Can you verify the slope of the convergence trend ? is it $\mathcal{O}(k)$ ?

Trapezoid

k = 0.1; % Time step.
n = ceil(Tfinal/k); % Round up to the nearest integer if needed.
tn0 = Tinit; un0 = uexact(tn0); % Initial condition taken from exact solution
err = zeros(2,n); % Pre-allocate memory to stores time and error
% Now let's march in time.
figure('Position',[100,100,1000,400]); subplot(1,2,1)
plot(tn0,un0,'ok',tn0,uexact(tn0),'*r'); hold on; % Plot initial condition
legend('Numerical Solution','Exact Solution');
xlabel('t'); ylabel('u(t)');
for i=1:n
    tn1 = tn0 + k;
    un1 = (un0+0.5*k*f(un0,tn0))/(1-0.5*k*cos(tn1));
    plot(tn1,un1,'ok',tn1,uexact(tn1),'*r'); drawnow;
    err(1,i) = tn1; % Store time in the first row of err
    err(2,i) = abs(un1-uexact(tn1)); % Store error in the first row of err.
    un0 = un1; tn0 = tn1;
end
subplot(1,2,2)
semilogy(err(1,:),err(2,:),'-o','markerfacecolor','k');
xlabel('t'); ylabel('Error');
xlim([Tinit Tinit+n*k]); ylim([0.1*min(err(2,:)) 10*max(err(2,:))]);
k = logspace(-4,-1,21);
n = ceil(Tfinal./k); err = zeros(1,length(k));
for j=1:length(k)
    tn0 = Tinit; un0 = uexact(tn0);
    for i=1:n(j)
        tn1 = tn0 + k(j);
        %un1 = un0/(1-k(j)*cos(tn1));
        un1 = (un0+0.5*k(j)*f(un0,tn0))/(1-0.5*k(j)*cos(tn1));
        un0 = un1; tn0 = tn1;
    end
    err(j) = abs(un1-uexact(tn1));
end
figure
loglog(k,err,'-o')
xlabel('k'); ylabel('Error at t = Tfinal');

Can you verify the slope of the convergence trend ? is it $\mathcal{O}(k^2)$ ?
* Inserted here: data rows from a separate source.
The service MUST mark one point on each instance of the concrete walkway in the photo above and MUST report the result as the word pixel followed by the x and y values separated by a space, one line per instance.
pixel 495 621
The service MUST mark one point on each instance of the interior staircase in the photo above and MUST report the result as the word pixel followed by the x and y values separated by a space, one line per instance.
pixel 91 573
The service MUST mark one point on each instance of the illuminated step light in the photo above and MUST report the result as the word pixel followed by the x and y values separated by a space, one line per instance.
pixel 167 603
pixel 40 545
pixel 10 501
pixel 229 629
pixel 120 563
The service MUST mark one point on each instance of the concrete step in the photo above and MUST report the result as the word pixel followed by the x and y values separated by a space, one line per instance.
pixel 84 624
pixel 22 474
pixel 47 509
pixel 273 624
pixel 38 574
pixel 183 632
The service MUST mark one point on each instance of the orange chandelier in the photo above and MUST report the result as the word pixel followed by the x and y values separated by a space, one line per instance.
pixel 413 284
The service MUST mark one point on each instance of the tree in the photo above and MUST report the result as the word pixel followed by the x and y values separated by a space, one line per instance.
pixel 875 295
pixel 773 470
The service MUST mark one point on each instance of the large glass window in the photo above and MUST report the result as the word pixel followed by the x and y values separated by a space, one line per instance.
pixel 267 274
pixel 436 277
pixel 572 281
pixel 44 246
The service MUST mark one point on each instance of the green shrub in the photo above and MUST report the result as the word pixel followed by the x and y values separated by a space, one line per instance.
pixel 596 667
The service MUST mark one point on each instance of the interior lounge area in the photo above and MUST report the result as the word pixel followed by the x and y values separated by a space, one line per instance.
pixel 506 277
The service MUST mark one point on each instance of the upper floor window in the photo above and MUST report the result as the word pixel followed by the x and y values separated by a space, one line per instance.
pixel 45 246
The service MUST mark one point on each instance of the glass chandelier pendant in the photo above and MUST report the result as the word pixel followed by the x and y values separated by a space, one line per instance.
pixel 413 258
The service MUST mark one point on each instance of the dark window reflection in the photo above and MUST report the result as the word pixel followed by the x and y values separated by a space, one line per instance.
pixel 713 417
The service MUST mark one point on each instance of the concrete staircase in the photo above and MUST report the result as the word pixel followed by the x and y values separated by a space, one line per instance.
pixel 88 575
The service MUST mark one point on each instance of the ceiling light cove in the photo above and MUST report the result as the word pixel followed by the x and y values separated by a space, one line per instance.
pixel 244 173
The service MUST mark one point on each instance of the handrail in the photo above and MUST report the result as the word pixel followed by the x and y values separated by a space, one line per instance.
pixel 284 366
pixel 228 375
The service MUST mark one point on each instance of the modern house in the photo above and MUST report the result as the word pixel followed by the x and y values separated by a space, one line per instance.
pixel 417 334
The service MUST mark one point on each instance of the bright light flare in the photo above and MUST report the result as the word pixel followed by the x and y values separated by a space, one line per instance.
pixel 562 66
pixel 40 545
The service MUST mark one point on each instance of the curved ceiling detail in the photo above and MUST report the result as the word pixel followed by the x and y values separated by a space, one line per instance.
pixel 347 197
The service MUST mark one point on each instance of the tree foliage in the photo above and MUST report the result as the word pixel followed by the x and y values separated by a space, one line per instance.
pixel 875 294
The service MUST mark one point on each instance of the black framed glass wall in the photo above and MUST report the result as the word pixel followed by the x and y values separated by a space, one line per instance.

Redo the problems above with AB3, AM3, and BDF3 in lecture 7.

For this 3-step method, solutions at the first and second steps are not known in the beginning. For simplicity, use exact solutions for the solutions at first and second steps. Verify that they are indeed 3-rd order method.